Santé : Quelles évolutions pour la reconnaissance des accidents et maladies professionnelles des fonctionnaires ?

Un groupe de travail va plancher sur la question de la reconnaissance des accidents du travail ou des maladies professionnelles dans la Fonction publique, a annoncé jeudi le secrétaire d’Etat chargé de la Fonction publique Georges Tron.

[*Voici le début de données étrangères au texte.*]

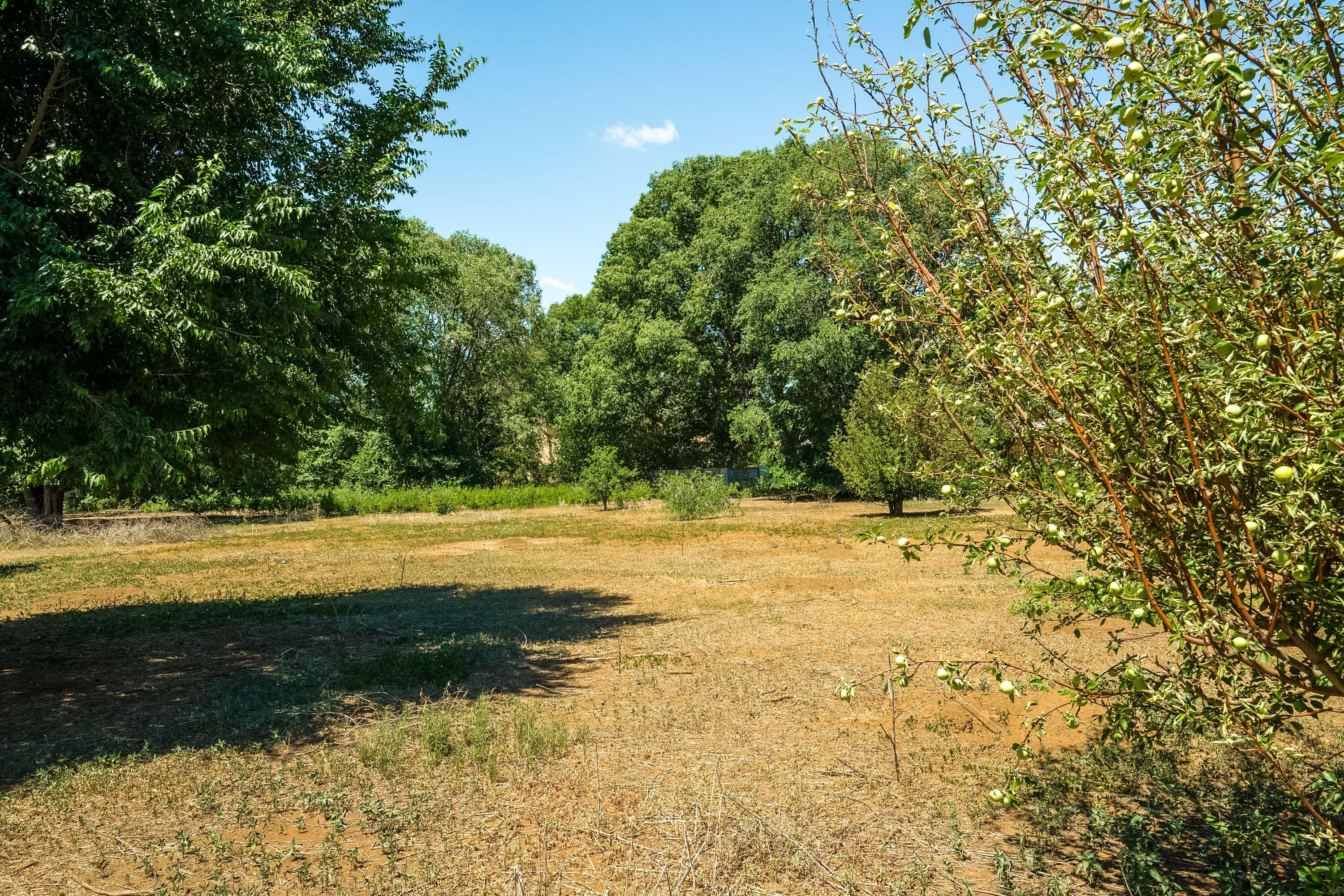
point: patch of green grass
(480, 747)
(402, 669)
(537, 738)
(437, 735)
(381, 745)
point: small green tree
(604, 475)
(890, 437)
(695, 496)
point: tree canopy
(195, 225)
(706, 338)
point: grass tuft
(381, 745)
(404, 669)
(537, 738)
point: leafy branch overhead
(1142, 291)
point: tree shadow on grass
(155, 676)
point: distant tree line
(206, 289)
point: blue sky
(539, 172)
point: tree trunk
(46, 504)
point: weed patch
(408, 668)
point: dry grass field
(535, 702)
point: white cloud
(554, 283)
(642, 136)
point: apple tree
(1147, 295)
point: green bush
(632, 495)
(343, 502)
(604, 475)
(695, 496)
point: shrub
(604, 475)
(1155, 320)
(894, 442)
(695, 496)
(632, 495)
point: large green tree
(705, 339)
(197, 241)
(465, 406)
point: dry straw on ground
(299, 708)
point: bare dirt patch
(299, 708)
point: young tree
(892, 436)
(194, 205)
(604, 475)
(1154, 312)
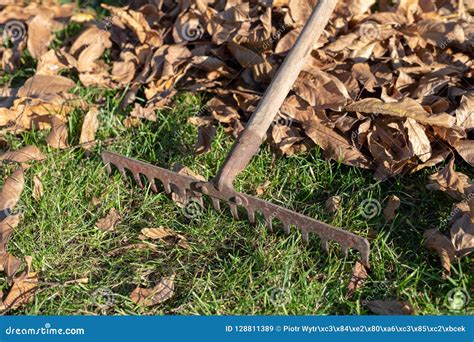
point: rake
(220, 188)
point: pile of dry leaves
(386, 89)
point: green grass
(231, 266)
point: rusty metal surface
(190, 187)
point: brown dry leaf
(390, 307)
(165, 234)
(181, 200)
(462, 234)
(334, 145)
(40, 34)
(23, 155)
(58, 136)
(439, 243)
(11, 191)
(333, 204)
(110, 221)
(163, 291)
(143, 113)
(455, 184)
(418, 139)
(205, 136)
(392, 205)
(465, 148)
(321, 90)
(22, 292)
(137, 23)
(406, 108)
(9, 264)
(38, 190)
(42, 85)
(359, 274)
(89, 128)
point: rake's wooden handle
(248, 144)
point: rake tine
(233, 210)
(137, 178)
(216, 203)
(325, 245)
(167, 187)
(251, 215)
(268, 222)
(153, 183)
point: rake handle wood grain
(248, 143)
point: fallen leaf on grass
(163, 291)
(57, 138)
(406, 108)
(439, 243)
(89, 128)
(392, 205)
(38, 190)
(41, 85)
(359, 274)
(455, 184)
(23, 155)
(143, 113)
(178, 198)
(390, 307)
(332, 204)
(165, 234)
(335, 146)
(462, 235)
(109, 222)
(11, 191)
(22, 292)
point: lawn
(230, 267)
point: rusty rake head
(188, 187)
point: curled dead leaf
(439, 243)
(110, 221)
(163, 291)
(392, 205)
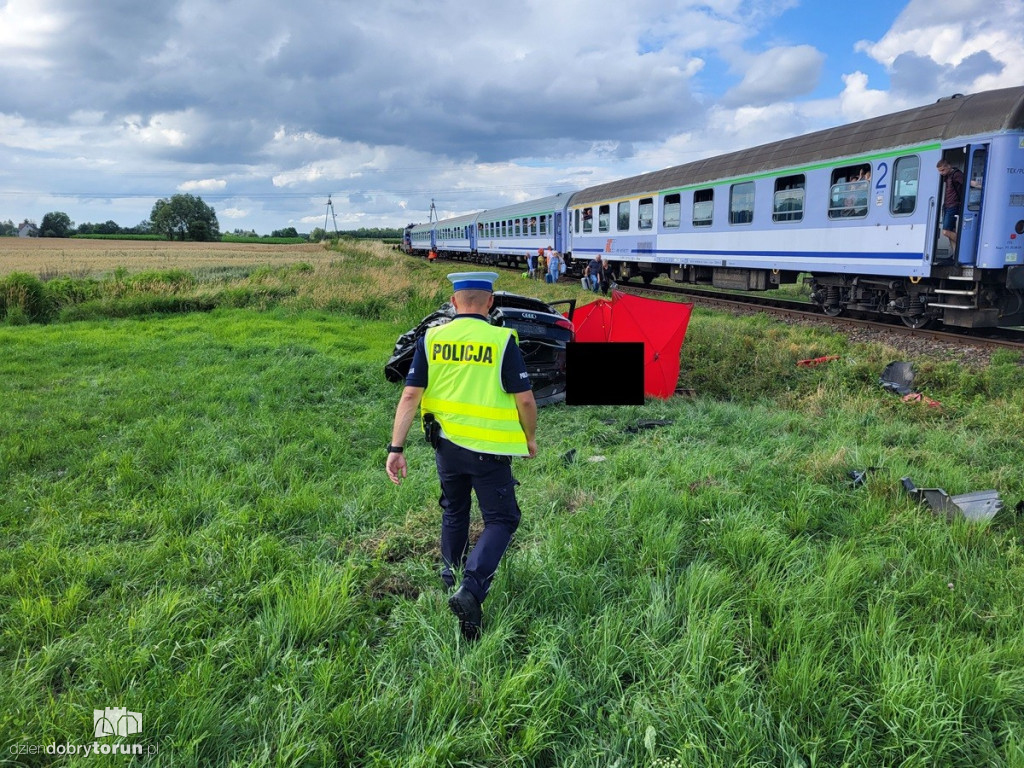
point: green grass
(196, 525)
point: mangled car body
(543, 334)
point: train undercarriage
(955, 296)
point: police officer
(471, 381)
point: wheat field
(51, 257)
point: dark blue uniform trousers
(462, 470)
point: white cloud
(776, 75)
(936, 47)
(206, 184)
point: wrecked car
(543, 333)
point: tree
(56, 224)
(184, 216)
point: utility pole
(330, 211)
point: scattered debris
(919, 397)
(648, 424)
(817, 360)
(859, 476)
(898, 377)
(977, 507)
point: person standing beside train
(952, 199)
(478, 411)
(593, 273)
(555, 266)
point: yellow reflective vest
(464, 387)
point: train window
(704, 207)
(788, 202)
(741, 203)
(903, 199)
(977, 181)
(848, 195)
(670, 214)
(645, 213)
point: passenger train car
(497, 236)
(856, 208)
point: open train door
(974, 188)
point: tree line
(178, 217)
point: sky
(266, 110)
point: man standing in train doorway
(477, 412)
(951, 201)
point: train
(855, 211)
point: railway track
(805, 312)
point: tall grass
(196, 525)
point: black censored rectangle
(604, 373)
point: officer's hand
(396, 467)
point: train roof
(467, 218)
(530, 207)
(989, 112)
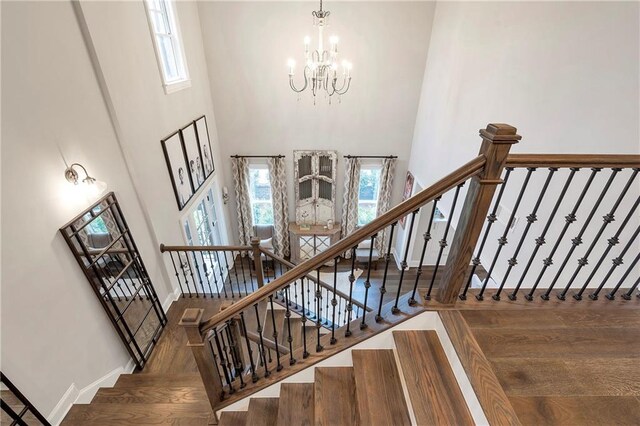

Lors d’un comité de suivi de l’accord sur la santé et la sécurité au travail, signé en novembre 2009 avec les syndicats de fonctionnaires et les employeurs publics (départements, régions, mairies, hôpitaux, etc.), M. Tron a annoncé qu’il confierait à “une personnalité” une mission de réflexion sur “l’évolution du régime de l’imputabilité des accidents et des maladies professionnelles”, selon un communiqué du secrétariat d’Etat.

Cette personnalité sera chargée de piloter un groupe de travail sur le sujet. Actuellement, dans le secteur privé, l’employeur est présumé responsable de l’accident ou de la maladie professionnelle de son salarié, alors que dans la Fonction publique, le fonctionnaire doit apporter la preuve que son accident ou sa maladie est bien imputable au travail.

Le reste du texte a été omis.